I was standing on the starting line. I was forcing the breath out of my nose. I looked down the line. So many bodies. “What are you doing, Nicky?” I thought to myself. I slowed my breathing. In. Out. In. Out. “God, give me your peace. I need your peace.” I breathed in the words. I released them into the air like a promise.
The starter walked to the center of the field. On one sleeve was the orange flag. He slowly raised his right arm into the air. I got into my starting stance. His left arm went up, and there was the gun. My muscles flexed into ready position. His gun didn’t fire. I relaxed. Bounced a little to shake out my legs.The starter lifted his right arm. Then his left. Nothing from the gun. I was getting antsy now.
The orange went up, then the gun. Smoke was followed by a loud crack that broke the silence, and I felt my body forced into motion. The hardest part was almost over. Coach Med said top 20. Coach Med said top 20. Coach Med said top 20. The issue of the start was that 200+ girls needed to go from an entire field into a 6-foot wide trail. Position is key. Vital. Almost everything that matters is the start of a race, at least that’s how it feels when you’re there. If you start out too far back, chances are strong that you’ll never catch back up. If you start out too fast, your last mile will probabably be ugly to watch, and torture to run.
I tried to count the girls in front of me, but I decided that all the bobbing ponytails looked like 15-20 girls. We hit our 6-foot trail in the right position. I breathed a deep sigh of relief and let my body relax.
“Everyone here?” A chorus of three yes’s. I had my girls who have been with my on the best and the worst of days. They have undoubtedly seen me cry. They have been with me through countless injuries and setbacks. My girls have often given me the strength to finish the hardest of workouts. There is no peace like the comfort of a teammate who has been through it all, running next to you in the chaos.
Together, our feet pushed us down the winding course, through the trees, into puddles, and on the occasional sharp turn. Every nerve that had been on edge at the line had long ago dissipated.
I don’t remember the scenery of the course. If you took me back on it, I couldn’t tell you the route. I could tell you that I remember that rock, the one I had stepped over.

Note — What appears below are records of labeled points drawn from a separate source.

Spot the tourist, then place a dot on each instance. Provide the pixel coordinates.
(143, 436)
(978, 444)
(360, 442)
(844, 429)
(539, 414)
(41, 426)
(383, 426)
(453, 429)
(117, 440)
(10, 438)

I could tell you I remember the color of the flags that were my distraction as my calves burned up that steep hill. I could tell you the faces I saw cheering for me, but I can’t usually hear the words coming out of their mouths.
I could tell you that I love everything about this sport. I love the desperation to finish. I love the nervousness to start. I love the jitters. I love the setbacks, the faith, the improvements, the pain, the exhilaration.
I love the relationships I have built. I love the growing I have done as a runner, as a believer, and as a person.